Condition
Migraine
A neurological disorder of recurrent, often one-sided throbbing headaches, sometimes with aura, nausea, and light sensitivity.
See a clinician
Some causes of migraine need medical care, not self-treatment. Seek help for any of these:
- A sudden "thunderclap" headache that peaks within a minute
- The "worst headache of your life", or a clearly different new pattern
- Headache with fever and a stiff neck, confusion, weakness, or vision loss
- A new headache after age 50, or with a history of cancer or weakened immunity
- Headache after head injury, or that wakes you from sleep
What may help
Remedies studied for migraine, ranked by strength of evidence.
- B Butterbur herb
A PA-free extract (75 mg twice daily) cut migraine frequency about 48% vs 26% placebo — but safety concerns dominate the decision.

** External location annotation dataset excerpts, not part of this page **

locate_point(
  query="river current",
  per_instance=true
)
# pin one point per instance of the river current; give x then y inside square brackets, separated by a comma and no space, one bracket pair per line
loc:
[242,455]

- B Coenzyme Q10 supplement
About 300 mg/day modestly reduced migraine frequency and days, and was well tolerated.
- B Magnesium nutrient
About 600 mg/day modestly reduces migraine attack frequency; evidence is mixed but supportive.
- B Riboflavin (vitamin B2) nutrient
High-dose riboflavin (400 mg/day) reduced migraine frequency with a low number-needed-to-treat.
- C Feverfew herb
May modestly reduce migraine attack frequency, but trials are inconsistent and low-quality.
Several supplements have genuine preventive evidence for migraine — magnesium, riboflavin, and CoQ10 are well tolerated; feverfew is weaker; butterbur works but carries a liver-toxicity concern unless PA-free. These reduce attack frequency; they are not acute pain relief.